You have not completed the stages of grief journey in mourning the loss of relationship to arrive at "acceptance" stage so you can accept these things fully:
- Accepting he does not love me like I want to be loved.
- Accepting he does not respect my limits like I want my limits respected.
- Accept that while I love him and wish I could love him safely, he is not a safe person for me to love.
You are working toward that. Could ask yourself this...
While I am still in the stages of grief over the break up and vulnerable since it just happened 2 months ago...if my goal is to heal myself from this experience my OWN behavior could be...
- Keep responding to my ex so he can bring me new upset and confuse me some more while I am grieving.
- Stop talking to my ex so I can be free of new confusion and upset while I am grieving.
- Expect my ex to honor personal limits of mine and call him on it when he does not.
- Expect myself to honor my personal limits and call myself on it when I do not.
Could align yourself toward your goal in your words and in your behavior.
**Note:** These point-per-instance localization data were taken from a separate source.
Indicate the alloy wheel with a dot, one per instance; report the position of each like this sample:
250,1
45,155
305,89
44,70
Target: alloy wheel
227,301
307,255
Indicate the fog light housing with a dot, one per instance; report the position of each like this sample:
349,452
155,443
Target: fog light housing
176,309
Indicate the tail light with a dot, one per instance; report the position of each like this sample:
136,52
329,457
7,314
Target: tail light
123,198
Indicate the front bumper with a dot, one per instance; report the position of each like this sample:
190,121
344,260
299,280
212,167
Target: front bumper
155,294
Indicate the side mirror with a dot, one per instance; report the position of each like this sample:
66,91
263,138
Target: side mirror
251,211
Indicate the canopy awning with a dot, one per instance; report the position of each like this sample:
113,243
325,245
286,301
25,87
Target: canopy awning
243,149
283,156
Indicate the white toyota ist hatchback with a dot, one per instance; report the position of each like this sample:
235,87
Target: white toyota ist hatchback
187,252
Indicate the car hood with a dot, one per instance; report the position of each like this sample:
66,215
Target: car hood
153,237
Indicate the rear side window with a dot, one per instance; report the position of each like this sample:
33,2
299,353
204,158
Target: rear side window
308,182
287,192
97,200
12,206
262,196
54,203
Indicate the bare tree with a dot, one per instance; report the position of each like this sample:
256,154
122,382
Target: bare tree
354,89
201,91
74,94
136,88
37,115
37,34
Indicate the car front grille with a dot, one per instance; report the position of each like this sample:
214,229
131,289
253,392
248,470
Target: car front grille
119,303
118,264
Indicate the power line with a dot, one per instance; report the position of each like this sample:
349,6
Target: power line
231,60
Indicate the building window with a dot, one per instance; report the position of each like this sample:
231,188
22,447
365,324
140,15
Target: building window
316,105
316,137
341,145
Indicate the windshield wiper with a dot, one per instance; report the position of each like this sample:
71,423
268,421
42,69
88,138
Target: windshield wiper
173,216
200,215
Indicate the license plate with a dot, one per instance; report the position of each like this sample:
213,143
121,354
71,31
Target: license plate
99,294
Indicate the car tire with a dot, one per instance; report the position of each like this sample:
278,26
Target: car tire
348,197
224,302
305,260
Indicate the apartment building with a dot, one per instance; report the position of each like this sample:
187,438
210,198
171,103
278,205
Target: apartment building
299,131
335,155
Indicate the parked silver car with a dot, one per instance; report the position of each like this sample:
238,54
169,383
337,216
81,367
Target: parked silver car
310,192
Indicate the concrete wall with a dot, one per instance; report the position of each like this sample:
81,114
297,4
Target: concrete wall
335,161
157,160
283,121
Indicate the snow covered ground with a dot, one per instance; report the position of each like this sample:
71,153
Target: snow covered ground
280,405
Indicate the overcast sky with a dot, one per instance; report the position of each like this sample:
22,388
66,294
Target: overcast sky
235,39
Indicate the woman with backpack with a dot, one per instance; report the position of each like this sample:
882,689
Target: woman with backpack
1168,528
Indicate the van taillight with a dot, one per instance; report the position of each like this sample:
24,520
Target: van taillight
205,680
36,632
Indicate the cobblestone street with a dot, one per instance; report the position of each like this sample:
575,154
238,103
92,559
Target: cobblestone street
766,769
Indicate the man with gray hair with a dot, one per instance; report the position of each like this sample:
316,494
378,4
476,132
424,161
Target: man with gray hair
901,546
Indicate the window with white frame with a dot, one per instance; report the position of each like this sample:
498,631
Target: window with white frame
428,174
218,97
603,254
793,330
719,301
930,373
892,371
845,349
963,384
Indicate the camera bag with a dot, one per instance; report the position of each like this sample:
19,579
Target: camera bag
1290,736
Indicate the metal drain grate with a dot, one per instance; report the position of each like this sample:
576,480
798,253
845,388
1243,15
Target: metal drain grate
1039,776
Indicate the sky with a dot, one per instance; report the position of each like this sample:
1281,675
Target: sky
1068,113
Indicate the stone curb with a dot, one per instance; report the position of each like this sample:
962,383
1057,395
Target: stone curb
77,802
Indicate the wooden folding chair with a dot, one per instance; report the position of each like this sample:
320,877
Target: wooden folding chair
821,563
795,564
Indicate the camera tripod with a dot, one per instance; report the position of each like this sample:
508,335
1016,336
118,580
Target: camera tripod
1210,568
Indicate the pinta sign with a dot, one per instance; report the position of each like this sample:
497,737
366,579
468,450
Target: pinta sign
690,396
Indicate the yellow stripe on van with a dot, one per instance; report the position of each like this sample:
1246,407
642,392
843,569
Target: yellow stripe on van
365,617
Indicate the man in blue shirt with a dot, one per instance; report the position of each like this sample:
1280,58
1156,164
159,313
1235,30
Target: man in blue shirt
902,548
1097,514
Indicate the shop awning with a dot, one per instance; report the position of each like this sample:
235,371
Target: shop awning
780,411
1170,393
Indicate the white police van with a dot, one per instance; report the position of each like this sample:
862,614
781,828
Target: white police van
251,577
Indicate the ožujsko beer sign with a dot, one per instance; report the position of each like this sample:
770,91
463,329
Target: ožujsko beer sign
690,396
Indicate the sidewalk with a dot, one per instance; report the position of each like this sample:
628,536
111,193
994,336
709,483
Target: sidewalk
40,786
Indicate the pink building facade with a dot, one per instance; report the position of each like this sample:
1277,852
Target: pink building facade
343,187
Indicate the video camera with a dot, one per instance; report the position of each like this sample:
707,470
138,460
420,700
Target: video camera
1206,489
Acceptance will come and penetrate "all the way across" eventually... but only if you let TIME do it's work. Every time to talk to him it is start the whole process over.
He reels me in because we have this string between us and I love him, I believe he loves me too.
That's emotion talk. It's ok to feel. You will feel a lot in the stages of grief. But balance it out with BEHAVIOR DONE or NOT DONE.
- This dude does not want a relationship shape that you want. You are not compatible.
- This dude does not respect your limits. He ignores the no contact. He calls you at 5 AM?!
That whole thing could be rewritten like this...
I love him. I want to believe that he loves me too and can love me in the way I want to be loved. But I know from his behaviors and his words that he will not / cannot provide the relationship shape and loving behaviors I require from the relationship model I seek. I know I cannot have it here with him. That's why I broke up.
I need time/space for my feelings and perceived reality to catch up to current status and actuality. I have broken the string between us physically by breaking up in January.
I know feelings take a while to catch up to behavior so I am waiting for the strings to untie emotionally and mentally and restore my spirit after my grieving time. He gives me no space to do all that in by dishonoring my no contact limit. I cannot control his behavior.
He reels me in because I respond and give him opportunity to weave his spell.
I could control my behavior better. I could hang up when he contacts me. I could change my number. I could block all his. I could do all those things and maybe a few others! I am going to choose to do....what?
YOU can give YOU the space you need if you choose. Choose your next behavior wisely. Could strive to meet your goal -- a healthy post-break up you.